These days I tend to use surgical rubber gloves when wielding spanners. They make a very significant difference to keeping your hands clean. However as soon as a glove is torn, discard it, or you might inadvertantly drop a rubber fragment, and block a water passageway or oil jet.

For hand cleaning I recommend a Halfords product in their "Comma" range, it's called "Manista" and comes in a yellow tub, stock code 28.81.0. It doesn't remove your natural skin oil like its competitor Swarfega, it's a lot less abrasive and easier on the skin whilst effortlessly removing dirt and grime. Highly recommended.

Never be afraid to ask a more experienced rider / mechanic for help. This will probably only cost you beer or coffee. Most good home mechanics are happy to be asked to help out.

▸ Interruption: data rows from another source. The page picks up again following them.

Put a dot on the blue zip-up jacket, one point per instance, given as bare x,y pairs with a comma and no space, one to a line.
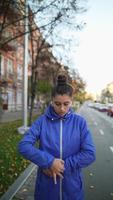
66,137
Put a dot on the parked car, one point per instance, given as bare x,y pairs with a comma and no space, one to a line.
110,110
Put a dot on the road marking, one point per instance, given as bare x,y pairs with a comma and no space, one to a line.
111,148
95,123
101,132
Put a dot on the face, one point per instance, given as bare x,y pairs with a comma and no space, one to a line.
61,104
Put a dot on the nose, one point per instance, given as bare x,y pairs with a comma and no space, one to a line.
62,108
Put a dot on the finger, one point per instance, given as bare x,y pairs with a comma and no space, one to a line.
62,161
60,175
54,178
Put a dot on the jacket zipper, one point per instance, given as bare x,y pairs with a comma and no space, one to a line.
61,157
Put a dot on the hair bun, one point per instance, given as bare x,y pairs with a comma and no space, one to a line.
61,80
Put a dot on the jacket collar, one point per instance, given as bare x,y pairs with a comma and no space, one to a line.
50,113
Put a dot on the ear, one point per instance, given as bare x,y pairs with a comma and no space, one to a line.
51,103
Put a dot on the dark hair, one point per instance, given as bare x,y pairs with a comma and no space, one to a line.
62,87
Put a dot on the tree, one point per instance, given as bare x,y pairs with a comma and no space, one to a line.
79,86
59,15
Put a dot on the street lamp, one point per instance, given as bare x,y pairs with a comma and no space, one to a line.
24,128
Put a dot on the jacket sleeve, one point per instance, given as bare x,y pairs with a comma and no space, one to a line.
86,154
28,149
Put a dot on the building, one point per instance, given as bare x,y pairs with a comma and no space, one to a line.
12,56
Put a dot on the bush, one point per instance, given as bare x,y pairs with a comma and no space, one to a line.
11,162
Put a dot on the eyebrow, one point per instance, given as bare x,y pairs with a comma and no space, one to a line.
61,102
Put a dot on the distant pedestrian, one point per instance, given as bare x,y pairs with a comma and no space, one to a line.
65,147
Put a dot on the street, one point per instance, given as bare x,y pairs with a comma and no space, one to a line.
99,176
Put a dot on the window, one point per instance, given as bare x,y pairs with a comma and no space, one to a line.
19,72
10,66
1,65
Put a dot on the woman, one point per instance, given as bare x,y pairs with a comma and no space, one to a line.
65,147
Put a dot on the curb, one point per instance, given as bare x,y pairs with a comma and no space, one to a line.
13,189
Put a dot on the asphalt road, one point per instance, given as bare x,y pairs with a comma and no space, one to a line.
99,176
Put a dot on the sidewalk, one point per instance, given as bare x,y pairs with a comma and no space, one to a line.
23,187
8,116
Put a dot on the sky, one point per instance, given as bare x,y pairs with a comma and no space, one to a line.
94,56
90,51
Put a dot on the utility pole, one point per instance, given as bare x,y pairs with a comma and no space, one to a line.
24,128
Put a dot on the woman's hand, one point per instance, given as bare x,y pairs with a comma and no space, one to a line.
57,168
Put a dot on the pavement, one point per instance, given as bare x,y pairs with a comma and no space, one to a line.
23,187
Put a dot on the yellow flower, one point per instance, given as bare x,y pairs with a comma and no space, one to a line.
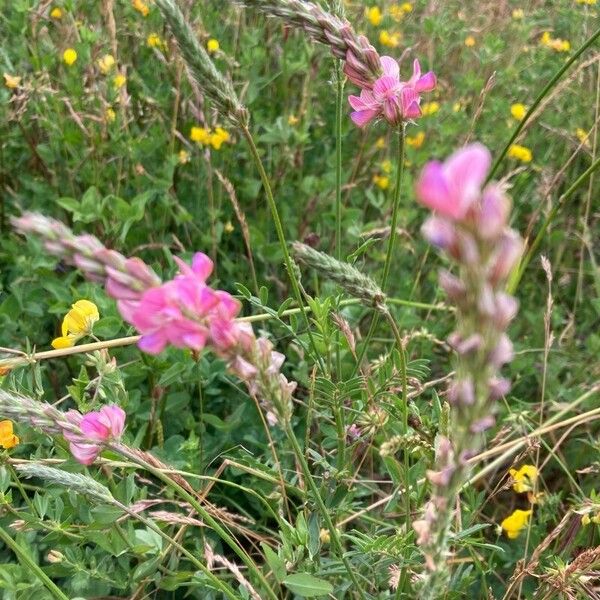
200,135
386,166
78,323
155,41
514,523
430,108
106,63
518,111
524,479
69,56
141,7
7,438
119,80
374,15
582,135
381,181
11,81
520,153
391,40
415,141
218,138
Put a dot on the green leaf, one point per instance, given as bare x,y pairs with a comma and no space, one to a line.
307,585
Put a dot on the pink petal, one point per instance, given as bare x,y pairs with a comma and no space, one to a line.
390,67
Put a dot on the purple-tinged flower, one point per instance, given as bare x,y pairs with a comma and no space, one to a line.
451,188
395,100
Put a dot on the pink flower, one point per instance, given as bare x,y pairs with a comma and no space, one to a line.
452,187
396,100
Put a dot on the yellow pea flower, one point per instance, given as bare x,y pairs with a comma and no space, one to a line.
141,7
524,478
7,438
374,15
381,181
119,81
415,141
430,108
106,63
518,111
69,56
218,138
521,153
78,323
391,40
515,523
12,82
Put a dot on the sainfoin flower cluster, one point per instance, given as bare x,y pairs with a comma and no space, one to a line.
184,312
469,225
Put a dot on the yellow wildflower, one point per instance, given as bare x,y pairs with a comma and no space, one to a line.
119,80
155,41
69,56
521,153
374,15
582,136
430,108
218,138
106,63
391,40
11,81
78,323
518,111
524,479
415,141
516,522
381,181
200,135
7,438
141,7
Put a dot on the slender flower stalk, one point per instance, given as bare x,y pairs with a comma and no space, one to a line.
469,226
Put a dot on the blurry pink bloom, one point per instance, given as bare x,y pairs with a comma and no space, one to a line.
450,188
391,98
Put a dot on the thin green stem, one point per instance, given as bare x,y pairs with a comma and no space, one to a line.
518,273
540,97
31,565
217,583
333,532
282,241
391,242
202,512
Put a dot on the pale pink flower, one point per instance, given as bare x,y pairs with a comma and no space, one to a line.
391,98
452,187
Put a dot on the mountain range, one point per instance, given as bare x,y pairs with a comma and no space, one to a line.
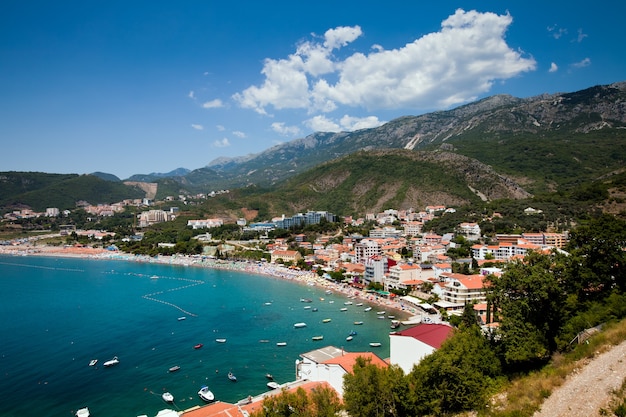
497,147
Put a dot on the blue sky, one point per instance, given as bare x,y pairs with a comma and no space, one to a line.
129,87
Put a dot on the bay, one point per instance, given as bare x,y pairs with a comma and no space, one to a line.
56,314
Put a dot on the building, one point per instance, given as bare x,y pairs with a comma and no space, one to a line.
330,364
408,347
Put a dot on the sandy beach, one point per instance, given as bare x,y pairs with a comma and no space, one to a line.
260,268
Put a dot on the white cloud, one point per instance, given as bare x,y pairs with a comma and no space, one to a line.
581,64
556,31
213,104
438,70
224,143
281,128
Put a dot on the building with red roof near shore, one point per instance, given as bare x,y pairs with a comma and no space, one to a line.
408,347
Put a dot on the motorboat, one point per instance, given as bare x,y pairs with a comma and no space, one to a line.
273,385
205,394
112,362
83,412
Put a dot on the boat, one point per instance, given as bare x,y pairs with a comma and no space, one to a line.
205,394
83,412
273,385
112,362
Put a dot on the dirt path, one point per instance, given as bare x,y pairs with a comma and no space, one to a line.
588,389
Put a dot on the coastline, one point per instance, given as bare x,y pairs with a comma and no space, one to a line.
250,267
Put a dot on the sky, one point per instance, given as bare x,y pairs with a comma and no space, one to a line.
143,86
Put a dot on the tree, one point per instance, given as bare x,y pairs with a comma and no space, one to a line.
373,391
530,300
455,378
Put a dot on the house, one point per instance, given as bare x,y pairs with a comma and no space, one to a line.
330,364
408,347
286,256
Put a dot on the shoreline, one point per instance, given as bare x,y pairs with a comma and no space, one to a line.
249,267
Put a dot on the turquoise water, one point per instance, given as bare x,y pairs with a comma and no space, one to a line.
56,314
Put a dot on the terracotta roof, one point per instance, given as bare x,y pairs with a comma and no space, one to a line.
431,334
347,360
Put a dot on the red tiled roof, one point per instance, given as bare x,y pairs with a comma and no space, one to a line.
431,334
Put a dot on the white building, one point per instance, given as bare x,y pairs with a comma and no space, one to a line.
330,364
408,347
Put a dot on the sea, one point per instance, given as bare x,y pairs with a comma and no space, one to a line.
57,314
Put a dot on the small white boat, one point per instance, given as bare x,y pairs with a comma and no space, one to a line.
112,362
83,412
205,394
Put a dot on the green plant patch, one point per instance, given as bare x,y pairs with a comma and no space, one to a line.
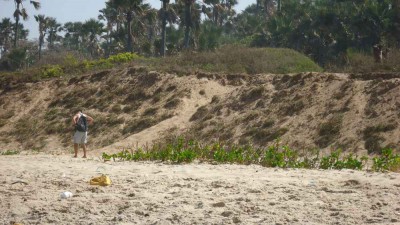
180,150
10,152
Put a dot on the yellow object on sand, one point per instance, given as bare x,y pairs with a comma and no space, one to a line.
103,180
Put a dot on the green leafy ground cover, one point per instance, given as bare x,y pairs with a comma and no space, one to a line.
277,155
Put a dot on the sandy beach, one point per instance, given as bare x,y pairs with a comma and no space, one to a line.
157,193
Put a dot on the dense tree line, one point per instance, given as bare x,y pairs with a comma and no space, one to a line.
325,30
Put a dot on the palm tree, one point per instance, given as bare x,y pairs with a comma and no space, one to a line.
130,9
166,14
188,20
94,29
53,27
110,15
42,20
21,11
6,31
73,35
149,19
164,25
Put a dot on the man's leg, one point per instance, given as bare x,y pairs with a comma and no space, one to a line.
76,150
84,150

A second opinion on a problem is always valuable.

If removing a petrol tank, do not place it at your only means of escape from a working area. In the event of a fire, you will be trapped. Don't ask me how I know.

A torque wrench is mandatory equipment.

Clean lint-free rags, an old expendable towel, are extremely useful items to have around.

Keep small children away from working areas. You'd be amazed what they poke down spark plug holes or open cylinder head spaces. I once recovered a Stickle Brick from a radiator hose.

After an engine rebuild, have a work break before starting the engine. On returning, refreshed and renewed, you may spot something vital that you missed before.

Use your old towel to cover exposed engines or electrics, if you are interrupted. This prevents foreign objects falling in. I've seen bird droppings fall into an open engine.

Label all unfamiliar removed components. Most engine parts are left or right handed and are not interchangeable. Generally, when working on paired components, deal with one side at a time.

If you are in doubt about a procedure, itemise it as you go along, dictate into a tape recorder or photograph the work.

Brush clean and grease engine to frame, axles, and other holding bolts before reassembly. This ensure that next time they will come out cleanly.

Most mechanicky jobs take twice as long as you thought they would.

An involved job is best done in stages of 3 to 4 hours. If you try and blitz a long job, you tend to get fed up and that's when you cut corners and make silly mistakes. Take work breaks and think about what you will do next, play the work through in your mind.